Thursday, October 23, 2014

Just One Year

Click here to read my thoughts on the first book in this set, Just One Day.

I have one thing I must set straight before I proceed: I don't like the cover to this book. Gayle Forman's book covers tend to be nice-looking, but this one doesn't make sense. Besides the fact that I feel odd with a book that has two people kissing on the front (what is this? a dime store romance?), the picture doesn't match. Willem doesn't look like that. And Allyson isn't dressed like that. Just to get that out of the way.


As I mentioned last week, I enjoy Gayle Forman's writing and I enjoyed Just One Day. Now here is where I stand with its sequel, Just One Year. If I had read them with more space in between, I might have been tempted to compare them, to say which one I liked more. But I think the way I read them, one after the other, is the way that makes most sense: these are companion stories. Given that they cover the same timeline, that statement is more true than it is for many other books that come in pairs. The first third of Just One Day sets the stage for both these books and they both move on from there, complementing each other as they go over events that are both different and exactly the same. 

There are many of the same themes in this second book, themes about identity and projected identities. There is more about travel. But there is also quite a bit about loss and the aftermath of grief. The themes about family and friends are still in here--but they're a little different because they're applying to different characters in different situations. 

I keep on thinking about the "time is fluid" concept.

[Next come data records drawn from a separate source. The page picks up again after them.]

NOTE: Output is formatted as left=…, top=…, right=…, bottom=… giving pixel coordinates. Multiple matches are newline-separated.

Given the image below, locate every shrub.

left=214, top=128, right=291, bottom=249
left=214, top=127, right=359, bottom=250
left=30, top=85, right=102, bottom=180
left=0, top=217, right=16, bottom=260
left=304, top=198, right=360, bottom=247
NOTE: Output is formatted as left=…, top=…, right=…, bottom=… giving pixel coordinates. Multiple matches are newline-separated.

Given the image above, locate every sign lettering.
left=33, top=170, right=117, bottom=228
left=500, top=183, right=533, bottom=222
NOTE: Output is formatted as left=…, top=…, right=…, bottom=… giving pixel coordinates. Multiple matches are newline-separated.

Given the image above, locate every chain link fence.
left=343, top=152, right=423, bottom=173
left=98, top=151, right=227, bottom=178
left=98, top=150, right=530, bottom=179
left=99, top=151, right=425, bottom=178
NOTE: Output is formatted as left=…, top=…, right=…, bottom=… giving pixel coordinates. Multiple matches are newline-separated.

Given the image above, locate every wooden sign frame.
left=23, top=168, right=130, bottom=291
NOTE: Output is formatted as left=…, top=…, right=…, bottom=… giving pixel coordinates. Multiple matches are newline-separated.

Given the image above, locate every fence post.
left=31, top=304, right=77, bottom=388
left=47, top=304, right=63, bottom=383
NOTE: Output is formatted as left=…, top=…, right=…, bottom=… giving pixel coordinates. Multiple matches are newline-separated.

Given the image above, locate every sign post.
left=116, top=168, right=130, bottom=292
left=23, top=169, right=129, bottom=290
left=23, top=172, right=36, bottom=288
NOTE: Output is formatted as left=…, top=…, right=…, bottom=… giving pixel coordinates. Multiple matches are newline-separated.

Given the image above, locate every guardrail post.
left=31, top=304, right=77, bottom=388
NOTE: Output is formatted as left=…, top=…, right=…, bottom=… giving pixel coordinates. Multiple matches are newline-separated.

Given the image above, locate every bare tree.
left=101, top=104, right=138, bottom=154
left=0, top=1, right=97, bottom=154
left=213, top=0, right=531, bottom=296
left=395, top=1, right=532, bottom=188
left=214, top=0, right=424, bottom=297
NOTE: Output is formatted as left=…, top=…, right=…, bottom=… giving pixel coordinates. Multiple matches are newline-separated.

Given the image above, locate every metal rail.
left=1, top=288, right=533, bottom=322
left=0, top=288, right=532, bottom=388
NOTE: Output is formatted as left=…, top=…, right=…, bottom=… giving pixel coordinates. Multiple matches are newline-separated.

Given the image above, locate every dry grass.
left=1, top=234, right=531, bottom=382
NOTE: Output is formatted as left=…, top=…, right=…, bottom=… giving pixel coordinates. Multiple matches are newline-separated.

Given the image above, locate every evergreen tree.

That's how I feel when I'm reading these books. I forget what time it is. I forget where I am. I forget that these are books, characters. I feel like the months of their lives are a single moment, a single moment traveling away from and toward something, the same thing: resolution. Both books are about a single moment that sparks a journey toward resolution. It's the journey, really, that matters, but the resolution (that is, the love story part) is what helps make it enticing and come to a satisfying ending.

Well, sort of a satisfying ending. I am only satisfied by this ending because I know that tomorrow I will read the ebook novella that finishes off the story. Given the way that these two books work as a pair, it seems fitting for them to end with just one last moment, one last picture.